今後の研究の推進方策 |
①アデニン負荷マウスでの短鎖脂肪酸による腎保護効果の分子機構の解明:昨年の実験で得られた腎組織からcDNAを作成し,同時にタンパク質も抽出する.cDNAを用いて,炎症,線維化に関わるMCP-1, IL-6,IL-1b,RANTES, TNF-α,TGF-β,PAI-1,VEGF-C,VEGF-AのmRNA発現をTaq-Man® probeを用いたreal-time PCR(ライフテクノロジーズ・ジャパン StepOne Plus)で解析する.また,抽出タンパク質を用いて,in vitroの実験で得られた,p38,JNKのリン酸化の変化を各群でウエスタンブロッティング法により確認する.病理組織を用いた免疫酵素法で,M1マクロファージ(CD80, CD86),M2マクロファージ(CD163, CD206)の浸潤の変化の有無を確認する予定である。
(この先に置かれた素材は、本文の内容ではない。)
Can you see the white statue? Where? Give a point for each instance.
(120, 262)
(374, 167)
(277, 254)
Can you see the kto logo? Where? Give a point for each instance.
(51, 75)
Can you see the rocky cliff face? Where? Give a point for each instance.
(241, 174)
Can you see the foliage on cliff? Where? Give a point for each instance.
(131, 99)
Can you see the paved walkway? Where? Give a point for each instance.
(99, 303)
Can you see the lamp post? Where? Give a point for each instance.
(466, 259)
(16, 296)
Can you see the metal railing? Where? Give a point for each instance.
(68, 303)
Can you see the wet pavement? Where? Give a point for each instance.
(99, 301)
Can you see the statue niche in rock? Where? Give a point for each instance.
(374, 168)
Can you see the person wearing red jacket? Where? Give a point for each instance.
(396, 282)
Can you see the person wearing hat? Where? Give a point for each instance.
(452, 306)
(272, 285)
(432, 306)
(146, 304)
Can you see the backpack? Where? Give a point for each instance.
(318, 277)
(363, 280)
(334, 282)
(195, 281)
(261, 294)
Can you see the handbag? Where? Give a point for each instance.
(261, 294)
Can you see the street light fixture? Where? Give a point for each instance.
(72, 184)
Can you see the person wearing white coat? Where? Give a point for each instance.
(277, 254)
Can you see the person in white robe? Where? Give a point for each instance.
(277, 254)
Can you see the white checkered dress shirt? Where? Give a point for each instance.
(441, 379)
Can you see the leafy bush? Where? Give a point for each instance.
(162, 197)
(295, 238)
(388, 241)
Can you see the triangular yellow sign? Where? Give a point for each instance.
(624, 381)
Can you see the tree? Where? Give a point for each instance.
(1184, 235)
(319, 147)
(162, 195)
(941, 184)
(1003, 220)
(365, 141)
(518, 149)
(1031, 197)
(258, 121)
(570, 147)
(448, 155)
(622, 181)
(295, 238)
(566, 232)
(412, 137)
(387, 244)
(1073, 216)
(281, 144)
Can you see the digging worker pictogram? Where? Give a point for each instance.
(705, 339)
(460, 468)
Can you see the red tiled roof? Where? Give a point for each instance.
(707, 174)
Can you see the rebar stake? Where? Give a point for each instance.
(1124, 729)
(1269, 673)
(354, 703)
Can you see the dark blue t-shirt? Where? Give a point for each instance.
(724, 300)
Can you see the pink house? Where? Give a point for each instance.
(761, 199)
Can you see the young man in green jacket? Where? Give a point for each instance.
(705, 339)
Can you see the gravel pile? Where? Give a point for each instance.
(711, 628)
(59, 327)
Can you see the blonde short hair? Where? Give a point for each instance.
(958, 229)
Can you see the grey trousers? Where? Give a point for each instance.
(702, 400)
②アデニン負荷GPRsコンディショナルノックアウトマウスでの短鎖脂肪酸による腎保護効果の検証:更なる発展研究として,腎尿細管上皮に発現するGPR41, GPR43による抗炎症作用を確認するため,尿細管上皮のGPR41, GPR43に対するコンディショナルノックアウトマウスを作製する.GPR41, GPR43に対するfloxP配列導入マウスの作成は外部委託し,尿細管上皮特異的プロモーター領域にcre配列を導入したマウス(PEPCK-creマウス:バンダービルト大学、Volker Haase教授から供与)を使用して当施設で交配する.同様にアデニン負荷食に対する0.5%または1.0%プロピオン酸水投与で,6週間後の血清Cr, BUN値,腎臓組織の病理学的変化を検討する方針である.